The map shows the country is dominated by practices reporting their workload as being ‘often unmanageable’ with hotspots around London, Birmingham, and North Wales.

But in East Yorkshire, the constituency of Beverley and Holderness represents a solitary island of optimism on workload, though local GPs suggest this may equally be a quirk of local workforce demographics.

The map shows that even Beverley and Holderness isn’t immune from some of the pressures – GPs there in all but a handful of constituencies have noticed increasing level of demand from patients.

And they are equally hard pressed to find locum cover.

The BMA heatmap is based on data from the GP Patient Survey, with the BMA updating it throughout the year.

The map, which covers just over 630 constituencies in total, also shows:

  • GPs in just 20 constituencies reported their practice’s current financial position as ‘strong’
  • The quality of service GPs feel they can provide has improved in eight areas, with the majority saying things have deteriorated in the past 12 months
  • Nowhere in the country reported patient demand for appointments decreasing in the past 12 months; just eight said it had stayed the same
  • 15 constituencies reported they had a high number of vacancies for GP positions that had gone unfilled for more than three months.

It comes as Pulse has revealed the average waiting time for a GP appointment could pass two weeks next year, and as GP practice vacancy rates hit their highest-ever levels, with one in eight positions unfilled.

Heat map UK

Heat map UK

Dr Zoe Norris, who lives in the Beverley area and practises in nearby Hull, told Pulse the region may be bearing up because of a younger-than-average practitioner and ‘luck more than anything’.

Dr Norris, who is also a member of action group GP Survival told Pulse it was a desirable area with ‘good housing and schools’ and this helped attract younger GPs and that GPs weren’t leaving en masse – ‘yet’.

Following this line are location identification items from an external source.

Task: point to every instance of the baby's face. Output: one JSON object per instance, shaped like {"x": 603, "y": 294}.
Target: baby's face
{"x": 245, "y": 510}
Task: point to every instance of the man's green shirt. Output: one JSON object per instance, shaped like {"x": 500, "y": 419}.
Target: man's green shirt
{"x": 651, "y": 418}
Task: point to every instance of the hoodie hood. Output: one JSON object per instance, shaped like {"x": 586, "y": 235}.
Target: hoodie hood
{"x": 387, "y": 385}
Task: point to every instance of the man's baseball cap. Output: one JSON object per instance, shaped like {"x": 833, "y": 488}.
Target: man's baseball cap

Dr Norris said: ‘We get people coming from Scarborough, Hull and York Vocational Training Scheme. Basically it’s a nice place that’s been stable for a number of years and they haven’t been impacted by lots of people leaving, yet.

‘It’s probably just in the age of partners in the past five to 10 years are a bit younger, you haven’t had the spate of retirements that you’ve had elsewhere in the country.’

Humberside LMCs medical director Dr Krishna Kasaraneni told Pulse that every region has patches that are struggling with workload and some that are less affected.

He said: ‘There certainly isn’t a different way of working, or a special initiative in Beverley. I think it’s a combination of population mix and GPs and trainees being relatively close by.

‘Even though in Humberside you have significant recruitment issues, particularly in North and North East Lincolnshire, this is kind of a “good news patch”.’

The GP workload crisis

Health secretary Jeremy Hunt admitted last year that ‘successive governments’ had underfunded general practice as ‘penance’ for the 2004 GP contract and GPs have been beneficiaries of both a ‘new deal’  and a ‘forward view’ in the last 12 months aimed at turning this around.

After a long delay NHS England has begun to put money into initiatives to expand and diversify the workforce in general practice, by recruiting admin assistants or pharmacists, and the GP Forward View was supposed to put a stop to the burden of hospitals dumping workload on GPs.

But as pointed out by GPC chair Dr Chaand Nagpaul, NHS England and the Department of Health have let the situation deteriorate for so long that immediate short-term support is needed – something which is lacking in the recent GP Forward View.